Noi siamo uomini di passaggio, la nostra vita corre veloce come il soffio del vento ma lasciamo qualche traccia di noi sulla strada, su un gradino di pietra o sullo stipite di un uscio. I nostri frammenti qualcuno poi magari li troverà, li metterà assieme, come per Attilio e Tersilla, a testimoniare ciò che siamo stati.
Ad Attilio e Tersilla, superstiti sull’uscio.
A Piero Masera ed Aldo Agnelli, con ammirazione ed affetto.
A Nando, mio compagno d’esaltante vagabondaggio: senza di lui ed alla sua determinazione nulla sarebbe accaduto.
A tutti gli amici che ci hanno accompagnato in questa piccola avventura.
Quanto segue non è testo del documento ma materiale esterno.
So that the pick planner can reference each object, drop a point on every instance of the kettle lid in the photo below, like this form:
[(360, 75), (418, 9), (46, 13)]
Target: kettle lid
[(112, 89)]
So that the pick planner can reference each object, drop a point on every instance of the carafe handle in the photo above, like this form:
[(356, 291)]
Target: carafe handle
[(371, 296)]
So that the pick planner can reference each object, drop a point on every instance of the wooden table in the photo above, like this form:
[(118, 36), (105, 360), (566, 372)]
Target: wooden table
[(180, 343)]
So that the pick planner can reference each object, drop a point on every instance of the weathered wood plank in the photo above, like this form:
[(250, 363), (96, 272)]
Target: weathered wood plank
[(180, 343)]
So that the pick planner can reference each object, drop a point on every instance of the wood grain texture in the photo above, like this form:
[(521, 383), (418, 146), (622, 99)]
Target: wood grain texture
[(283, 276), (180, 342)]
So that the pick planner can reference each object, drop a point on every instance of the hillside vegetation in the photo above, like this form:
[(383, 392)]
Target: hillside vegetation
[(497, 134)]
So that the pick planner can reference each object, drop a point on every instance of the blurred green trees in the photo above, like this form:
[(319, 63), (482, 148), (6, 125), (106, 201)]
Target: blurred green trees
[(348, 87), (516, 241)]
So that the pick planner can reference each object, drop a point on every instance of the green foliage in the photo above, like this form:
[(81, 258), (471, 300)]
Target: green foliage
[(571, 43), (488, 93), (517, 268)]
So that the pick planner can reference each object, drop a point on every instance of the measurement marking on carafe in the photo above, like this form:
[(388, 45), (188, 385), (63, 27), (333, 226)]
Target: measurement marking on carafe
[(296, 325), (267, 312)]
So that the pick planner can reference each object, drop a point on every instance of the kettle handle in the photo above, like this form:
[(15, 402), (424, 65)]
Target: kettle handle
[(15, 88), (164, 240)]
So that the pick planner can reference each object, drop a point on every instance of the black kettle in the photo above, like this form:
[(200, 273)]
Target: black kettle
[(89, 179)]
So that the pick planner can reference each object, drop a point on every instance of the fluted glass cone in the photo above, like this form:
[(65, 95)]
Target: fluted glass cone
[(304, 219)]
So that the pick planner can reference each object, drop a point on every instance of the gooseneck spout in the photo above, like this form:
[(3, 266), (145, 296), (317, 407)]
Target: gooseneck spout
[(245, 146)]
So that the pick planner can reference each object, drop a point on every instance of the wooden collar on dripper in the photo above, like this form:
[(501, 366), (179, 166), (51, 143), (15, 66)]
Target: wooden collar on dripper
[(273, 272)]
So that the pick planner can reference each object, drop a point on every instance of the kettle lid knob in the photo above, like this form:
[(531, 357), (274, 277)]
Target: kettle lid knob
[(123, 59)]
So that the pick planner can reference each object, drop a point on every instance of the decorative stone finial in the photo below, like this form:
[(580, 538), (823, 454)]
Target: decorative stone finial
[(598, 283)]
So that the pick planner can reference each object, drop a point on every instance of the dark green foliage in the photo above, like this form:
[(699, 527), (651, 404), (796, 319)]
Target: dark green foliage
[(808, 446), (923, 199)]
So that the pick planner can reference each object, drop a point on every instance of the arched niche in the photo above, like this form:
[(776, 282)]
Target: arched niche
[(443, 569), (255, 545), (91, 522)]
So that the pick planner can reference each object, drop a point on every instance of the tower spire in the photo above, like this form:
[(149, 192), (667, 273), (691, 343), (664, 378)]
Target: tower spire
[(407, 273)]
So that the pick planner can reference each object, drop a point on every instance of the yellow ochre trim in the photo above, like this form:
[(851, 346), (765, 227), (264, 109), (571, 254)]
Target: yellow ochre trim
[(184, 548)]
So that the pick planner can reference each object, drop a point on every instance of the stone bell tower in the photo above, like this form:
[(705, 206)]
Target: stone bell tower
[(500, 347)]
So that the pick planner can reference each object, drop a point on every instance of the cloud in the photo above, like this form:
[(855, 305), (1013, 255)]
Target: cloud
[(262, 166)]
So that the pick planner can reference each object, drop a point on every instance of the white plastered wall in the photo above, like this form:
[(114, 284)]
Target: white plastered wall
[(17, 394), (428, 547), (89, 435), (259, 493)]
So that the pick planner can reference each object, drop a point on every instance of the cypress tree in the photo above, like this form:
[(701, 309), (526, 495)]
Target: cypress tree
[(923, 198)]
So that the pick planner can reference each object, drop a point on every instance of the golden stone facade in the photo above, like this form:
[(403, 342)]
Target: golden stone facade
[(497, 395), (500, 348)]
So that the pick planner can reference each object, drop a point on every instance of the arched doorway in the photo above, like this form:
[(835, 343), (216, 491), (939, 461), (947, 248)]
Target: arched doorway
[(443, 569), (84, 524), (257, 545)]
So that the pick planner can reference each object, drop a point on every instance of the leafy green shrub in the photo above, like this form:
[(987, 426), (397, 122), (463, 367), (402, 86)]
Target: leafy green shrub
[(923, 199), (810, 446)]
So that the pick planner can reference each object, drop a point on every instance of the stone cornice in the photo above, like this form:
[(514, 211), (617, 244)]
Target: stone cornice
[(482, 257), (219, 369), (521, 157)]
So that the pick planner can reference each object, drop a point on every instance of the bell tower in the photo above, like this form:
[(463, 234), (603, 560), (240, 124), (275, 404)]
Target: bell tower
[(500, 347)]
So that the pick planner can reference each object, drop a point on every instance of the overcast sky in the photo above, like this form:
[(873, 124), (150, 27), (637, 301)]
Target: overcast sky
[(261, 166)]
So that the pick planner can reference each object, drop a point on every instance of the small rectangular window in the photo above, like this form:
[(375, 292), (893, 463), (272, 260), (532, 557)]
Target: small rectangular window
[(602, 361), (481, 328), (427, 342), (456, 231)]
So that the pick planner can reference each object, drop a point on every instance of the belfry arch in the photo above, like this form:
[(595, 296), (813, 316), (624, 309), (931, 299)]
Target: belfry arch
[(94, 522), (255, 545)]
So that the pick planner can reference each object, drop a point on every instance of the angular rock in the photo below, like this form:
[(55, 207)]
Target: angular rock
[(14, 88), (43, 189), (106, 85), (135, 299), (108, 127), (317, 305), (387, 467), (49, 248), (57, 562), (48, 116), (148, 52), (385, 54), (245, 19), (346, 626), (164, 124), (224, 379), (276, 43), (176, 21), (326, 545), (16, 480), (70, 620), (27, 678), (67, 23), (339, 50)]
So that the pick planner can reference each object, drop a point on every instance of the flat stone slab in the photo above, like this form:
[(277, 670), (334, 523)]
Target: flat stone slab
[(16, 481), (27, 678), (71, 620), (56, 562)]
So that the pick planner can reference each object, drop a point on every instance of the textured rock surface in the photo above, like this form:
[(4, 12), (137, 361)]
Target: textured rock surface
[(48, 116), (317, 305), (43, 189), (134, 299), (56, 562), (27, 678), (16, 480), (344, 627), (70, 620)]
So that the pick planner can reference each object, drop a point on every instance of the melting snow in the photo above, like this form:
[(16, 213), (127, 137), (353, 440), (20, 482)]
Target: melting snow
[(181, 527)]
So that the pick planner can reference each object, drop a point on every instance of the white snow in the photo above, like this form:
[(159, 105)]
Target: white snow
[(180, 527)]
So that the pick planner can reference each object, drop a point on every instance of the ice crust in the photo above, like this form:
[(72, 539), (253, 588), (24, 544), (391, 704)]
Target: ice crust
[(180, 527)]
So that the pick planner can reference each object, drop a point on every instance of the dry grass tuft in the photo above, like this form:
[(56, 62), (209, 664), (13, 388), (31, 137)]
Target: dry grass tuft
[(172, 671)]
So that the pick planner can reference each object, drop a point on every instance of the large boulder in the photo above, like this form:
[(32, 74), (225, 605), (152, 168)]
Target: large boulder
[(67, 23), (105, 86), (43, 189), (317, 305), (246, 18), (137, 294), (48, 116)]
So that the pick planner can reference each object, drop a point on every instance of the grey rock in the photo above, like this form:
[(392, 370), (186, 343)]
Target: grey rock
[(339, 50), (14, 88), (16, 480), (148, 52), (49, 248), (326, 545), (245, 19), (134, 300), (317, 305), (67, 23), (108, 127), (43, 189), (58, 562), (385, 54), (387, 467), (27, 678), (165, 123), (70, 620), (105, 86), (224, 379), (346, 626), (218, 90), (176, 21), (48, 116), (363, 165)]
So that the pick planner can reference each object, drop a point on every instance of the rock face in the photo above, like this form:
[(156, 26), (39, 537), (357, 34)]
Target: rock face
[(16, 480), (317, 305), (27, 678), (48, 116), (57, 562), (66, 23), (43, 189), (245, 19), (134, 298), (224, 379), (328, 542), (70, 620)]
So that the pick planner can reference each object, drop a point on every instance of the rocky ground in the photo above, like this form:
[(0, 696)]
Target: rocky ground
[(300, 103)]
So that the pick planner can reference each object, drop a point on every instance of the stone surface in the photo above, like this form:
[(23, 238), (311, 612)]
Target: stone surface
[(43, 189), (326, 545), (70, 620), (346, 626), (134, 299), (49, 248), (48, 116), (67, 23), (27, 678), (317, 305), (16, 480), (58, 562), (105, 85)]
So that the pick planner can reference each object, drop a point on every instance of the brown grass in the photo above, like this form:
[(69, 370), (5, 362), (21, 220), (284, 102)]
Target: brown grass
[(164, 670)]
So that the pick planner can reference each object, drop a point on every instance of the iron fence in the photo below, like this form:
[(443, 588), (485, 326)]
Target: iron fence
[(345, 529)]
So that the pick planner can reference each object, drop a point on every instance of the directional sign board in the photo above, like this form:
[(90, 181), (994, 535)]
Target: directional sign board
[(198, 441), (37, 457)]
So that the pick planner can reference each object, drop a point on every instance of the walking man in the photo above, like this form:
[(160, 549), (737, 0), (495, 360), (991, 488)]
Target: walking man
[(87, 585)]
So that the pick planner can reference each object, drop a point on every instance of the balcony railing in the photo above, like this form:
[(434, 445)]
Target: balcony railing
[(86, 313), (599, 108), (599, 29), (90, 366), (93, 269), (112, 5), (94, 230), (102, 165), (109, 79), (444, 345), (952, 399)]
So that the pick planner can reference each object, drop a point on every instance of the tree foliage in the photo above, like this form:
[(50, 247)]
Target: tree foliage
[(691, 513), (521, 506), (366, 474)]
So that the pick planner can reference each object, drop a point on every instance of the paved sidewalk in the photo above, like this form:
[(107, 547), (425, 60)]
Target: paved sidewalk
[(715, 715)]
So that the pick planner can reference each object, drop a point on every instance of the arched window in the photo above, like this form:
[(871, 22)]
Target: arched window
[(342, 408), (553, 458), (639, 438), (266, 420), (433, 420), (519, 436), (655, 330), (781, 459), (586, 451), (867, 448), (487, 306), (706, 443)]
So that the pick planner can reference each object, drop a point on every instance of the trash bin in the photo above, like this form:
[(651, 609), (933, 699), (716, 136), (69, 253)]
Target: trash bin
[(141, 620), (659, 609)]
A voi che avete voluto leggerci.
Giampiero Murialdo,
Montelupo Albese, maggio 2017
"Superstiti sull'uscio" è una famosa fotografia di Piero Masera degli anni '60. Vi sono ritratti Attilio e Tersilla con il loro cane. Aldo Agnelli aveva conosciuto il pastore Attilio, alla fiera di Cravanzana ed era andato a trovarlo a casa sua, di là da Bormida, sulla strada per Perletto. Aldo Agnelli così racconta "Dopo 4-5 anni ci ho accompagnato Piero: gli ho detto, "vieni, ti faccio conoscere un bel tipo, se è ancora vivo". L'abbiamo trovato sulla porta insieme al cane e Piero gli scattò la fotografia... Appena visto mi ha subito riconosciuto : io gli ho presentato Piero e lui ci ha invitati ad entrare in casa, una stanza buia non ancora raggiunta dall'elettricità, che prendeva luce solo da una piccola finestra quadrata piena di ragnatele, con pavimento e soffitto in legno tutto nero, galline che scappavano da ogni parte, una stufa accesa che faceva anche piacere perché si era appena a fine inverno. Ci siamo seduti lì e gli ho chiesto: "Come và?" Lui mi dice "Quest'inverno non sono stato bene. Credevo di morire. Avevo sempre freddo e mal di testa e le ossa rotte e poi non mangiavo più niente" Allora è intervenuto Piero che, essendo dottore, gli ha chiesto: "Ma non ha chiamato un medico?. Lui si è risentito e gli ha detto: "Ma io il medico non l'ho mai chiamato in tutta la vita. Mi sono sempre curato da solo e ho più di ottant'anni. Ho chiamato mia moglie e le ho detto: "Tersilla, fammi una scodella di brodo caldo e poi mi vai a prendere il caprone nella stalla e me lo porti qui" (E indicò un angolo dove c'era un giaciglio, un sacco di foglie di mais e varie vecchie coperte dello stesso colore delle pareti). Ho fatto coricare il caprone e mi sono coricato vicino a lui. Sono stato due giorni e due notti a dormire vicino al caprone. La terza mattina mi sono svegliato, mi sono alzato e stavo bene, ma il caprone era morto!" (Tratto dal volume Piero Masera, antologia fotografica)
La ricerca
La fotografia di Piero Masera (datata 1964-65, secondo la testimonianza di Aldo Agnelli), da tempo m’incuriosiva. Non so perché guardandola, sentissi, a distanza di più di cinquant’anni, questo lontano irresistibile richiamo. Avvertivo il dovere di trovare a tutti i costi questa casa, quest’uscio superstite.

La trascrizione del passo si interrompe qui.